First Issue: 

Addressing worldwide water shortages and creating international standards in order to protect the existing freshwater supply.

The Earth only contains around 3% freshwater, and around 844 million people do not have access to clean water. Water is essential for everyday life; without water, people cannot survive. In the UN’s sustainable goals for 2030, the accessibility of clean water is placed at number six, due to its dire importance. However, since water is not owned by a single state, and since it is a shared resource for the whole population, there is a mismanagement of it. To avoid the depletion of this important resource, international standards must be implemented to ensure that the existing supply is administered correctly.


Second Issue:

Abolishing coal mines and reducing energy dependency on coal.

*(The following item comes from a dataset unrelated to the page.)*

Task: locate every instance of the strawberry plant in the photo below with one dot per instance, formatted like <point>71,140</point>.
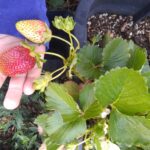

Coal is a nonrenewable energy source that causes air pollution and contributes the emission of carbon dioxide and other harmful gases into the atmosphere. Not only does coal impact the environment but it also imposes many health issues for the general population, more specifically coal miners.Consequently, working in coal mines is a highly dangerous occupation as the miners may suffer from suffocation, roof collapse, and gas poisoning. Therefore, due to the undesirable side effects of the mining of coal, there are ongoing debates on whether coal mines should be abolished and replaced with cleaner and safer mode of generating energy. Although, many would argue that coal mining is an important segment of many economies, many countries cannot afford to close down these valuable assets. Delegates should reach a conclusion on this matter.